This is a question I also remember wondering about when I was younger in school. Now as a professional it's way too obvious to even explain. But i think it's an important and common question, which warrants an example or two from common daily lab practice.
You have to understand that DNA is a molecule. It's really tiny. It's not trivial to work precisely with it, nor detect it or discriminate two different pieces of DNA from each other, let along sequencing them. We make a lot of DNA through amplification so that we can prepare a sufficient amount to make reactions with.
We usually make DNA visible by using chemical dyes that emit light (fluorophores) or incorporated radioactive pieces to make the DNA visible.

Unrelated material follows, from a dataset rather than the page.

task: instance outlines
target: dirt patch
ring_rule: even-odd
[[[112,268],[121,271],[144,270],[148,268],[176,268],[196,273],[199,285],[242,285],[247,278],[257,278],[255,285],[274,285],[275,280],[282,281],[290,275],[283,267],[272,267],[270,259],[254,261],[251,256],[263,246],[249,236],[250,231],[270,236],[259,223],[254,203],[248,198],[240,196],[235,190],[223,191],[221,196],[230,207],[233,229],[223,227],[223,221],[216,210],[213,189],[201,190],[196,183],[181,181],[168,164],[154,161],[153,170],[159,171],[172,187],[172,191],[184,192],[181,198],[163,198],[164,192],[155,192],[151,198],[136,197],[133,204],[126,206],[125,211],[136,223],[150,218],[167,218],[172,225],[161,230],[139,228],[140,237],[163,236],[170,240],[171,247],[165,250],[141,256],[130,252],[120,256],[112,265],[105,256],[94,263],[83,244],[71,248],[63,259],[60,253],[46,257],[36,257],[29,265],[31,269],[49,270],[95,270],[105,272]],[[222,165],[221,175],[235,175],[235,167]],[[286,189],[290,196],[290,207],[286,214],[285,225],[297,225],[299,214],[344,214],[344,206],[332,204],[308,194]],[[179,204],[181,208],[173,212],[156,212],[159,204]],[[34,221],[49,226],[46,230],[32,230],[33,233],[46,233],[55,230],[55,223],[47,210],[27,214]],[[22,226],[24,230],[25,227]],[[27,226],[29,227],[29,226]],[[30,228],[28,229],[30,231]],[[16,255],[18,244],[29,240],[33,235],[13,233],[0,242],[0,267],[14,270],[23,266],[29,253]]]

Here's a common case in the lab: we need to get enough DNA to use in subsequent reactions. When we work with DNA it is very rare that we obtain exactly what we want 100% of the time, or perfect yield. For example, we want to cut a piece of DNA once. But we have scissors (i.e. restriction enzymes) that will chop up the DNA multiple times, especially when we leave the reaction going too long. What we do is take 100 units of DNA, subject them to the reaction, and then view the results using electrophoresis using an agarose gel, for instance. We can then see 40 units of uncut DNA, 30 units of single cut DNA, and some 30 units of DNA cut multiple times (2+ times, so they are small fragments). We need enough single cut DNA to proceed with the next reaction, with full knowledge that there are no contaminating chunks of DNA. Typically there are many reactions in a row that we do to achieve anything in the lab. Cloning, in vitro amplification, sequencing, gene editing, preparing genes for transgenesis, creating RNAi probes, what have you.
More is better
Another case: if you want to know the sequence of DNA, you must sequence it. However, sequencing is imperfect and errors occur. To be sure, we re-sequence the same DNA many times to get a confident picture of what the sequence is like, beyond reasonable doubt. Sequencing DNA ten times is really more reliable than sequencing it once. This could be because of how the molecules behave in solution, or because of degradation, or tens of other things. You must understand this is also not specific to sequencing; a lot of reactions follow the same logic.
Amplification as a specification tool
By using primers in PCR, we can make sure we are obtaining what we want. In principle, this means that we can make a gajillion copies of something we are interested in (e.g. a gene), even from a single strand of DNA which may contain things we are uninterested in (e.g. the rest of the genome).
This answer is certainly not extensive, but I hope it's a primer for you to understand that DNA work is just really smart nanotechnology, and we are not yet at the level of performing nanotechnology on single molecules, with full confidence, precision or efficacy. On the daily, we need enough to see it with our eyes so we amplify and react it with intercalating dyes to make them visible to the naked eye!